Researchers Observe Monkeys Making Stone Flakes, Materials Previously Only Attributed to Hominins

A team of researchers has discovered that capuchin monkeys sometimes make stone flakes when breaking open rocks. The primates don’t use the flakes as tools, as early humans did, but are instead trying to gain access to lichen and minerals hidden in the rocks. The findings may change the way archaeologists classify old stone flakes, which were previously believed to be crafted by early hominins exclusively. The details are in a paper that was just published in the journal Nature.

Archaeologists have long considered the presence of sharp-edged stone flakes as indicative of early hominin activity. The flakes were considered to be early tools and it was understood that only hominins crafted them.

In a collaboration between the University of Oxford, the University College London and the University of São Paulo, a team of researchers discovered that monkeys were inadvertently making the same stone flakes. Wild bearded capuchin monkeys (Sapajus libidinosus) in Brazil were seen cracking open rocks to get to minerals and nutritious lichen. In the process, they were creating stone flakes.

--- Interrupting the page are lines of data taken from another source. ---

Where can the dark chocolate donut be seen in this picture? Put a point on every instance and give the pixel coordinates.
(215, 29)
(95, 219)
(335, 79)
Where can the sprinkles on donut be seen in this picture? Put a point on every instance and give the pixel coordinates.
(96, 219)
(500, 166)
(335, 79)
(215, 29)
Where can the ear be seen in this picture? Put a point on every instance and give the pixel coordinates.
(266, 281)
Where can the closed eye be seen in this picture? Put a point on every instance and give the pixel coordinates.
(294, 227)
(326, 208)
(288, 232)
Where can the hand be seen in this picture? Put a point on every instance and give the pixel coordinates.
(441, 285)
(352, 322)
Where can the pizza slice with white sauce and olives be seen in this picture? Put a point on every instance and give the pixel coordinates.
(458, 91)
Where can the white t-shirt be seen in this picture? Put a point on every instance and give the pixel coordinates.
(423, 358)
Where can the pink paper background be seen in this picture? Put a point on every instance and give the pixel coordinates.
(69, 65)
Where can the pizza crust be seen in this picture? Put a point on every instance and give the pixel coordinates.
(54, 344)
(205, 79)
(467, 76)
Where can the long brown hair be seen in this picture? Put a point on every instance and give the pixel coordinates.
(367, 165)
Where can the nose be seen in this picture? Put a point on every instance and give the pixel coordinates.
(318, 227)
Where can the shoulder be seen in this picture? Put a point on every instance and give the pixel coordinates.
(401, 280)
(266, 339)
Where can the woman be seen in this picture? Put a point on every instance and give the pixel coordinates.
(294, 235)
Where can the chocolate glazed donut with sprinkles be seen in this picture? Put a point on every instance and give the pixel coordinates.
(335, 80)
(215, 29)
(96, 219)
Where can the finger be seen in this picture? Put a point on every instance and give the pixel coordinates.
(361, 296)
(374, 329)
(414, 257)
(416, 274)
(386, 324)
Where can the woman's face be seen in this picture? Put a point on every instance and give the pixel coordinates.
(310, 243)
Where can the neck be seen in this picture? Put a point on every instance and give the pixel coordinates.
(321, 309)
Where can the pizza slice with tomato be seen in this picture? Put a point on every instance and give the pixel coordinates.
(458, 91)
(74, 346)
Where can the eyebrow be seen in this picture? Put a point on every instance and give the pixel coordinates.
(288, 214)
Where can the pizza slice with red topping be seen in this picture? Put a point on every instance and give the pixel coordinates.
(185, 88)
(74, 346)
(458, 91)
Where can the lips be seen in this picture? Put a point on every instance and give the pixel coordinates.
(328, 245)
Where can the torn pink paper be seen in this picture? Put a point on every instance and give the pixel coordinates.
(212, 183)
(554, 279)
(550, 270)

The monkeys did not use them as tools, they were simply byproducts. They used quartzite rocks as hammers and the rocks began to chip with use.

The team’s observations may change how archaeological materials are classified since capuchins were seen making the same stone flakes attributed to early Homo species. The findings also provide new insights into the cognitive requirements of creating the “tools”. If monkeys are able to make the stone flakes through natural behaviors, it may not be as complex of a task as previously believed. This also changes our understanding of the evolution of tool use. Early tool-making may have arisen in humans through unintentional behaviors similar to the capuchins’ flake crafting. The authors note that most early archaeological records are probably accurate but that the presence of stone flakes is no longer a definite sign of hominin tool-making.

REFERENCE

Proffitt et al. Wild monkeys flake stone tools. Nature (2016).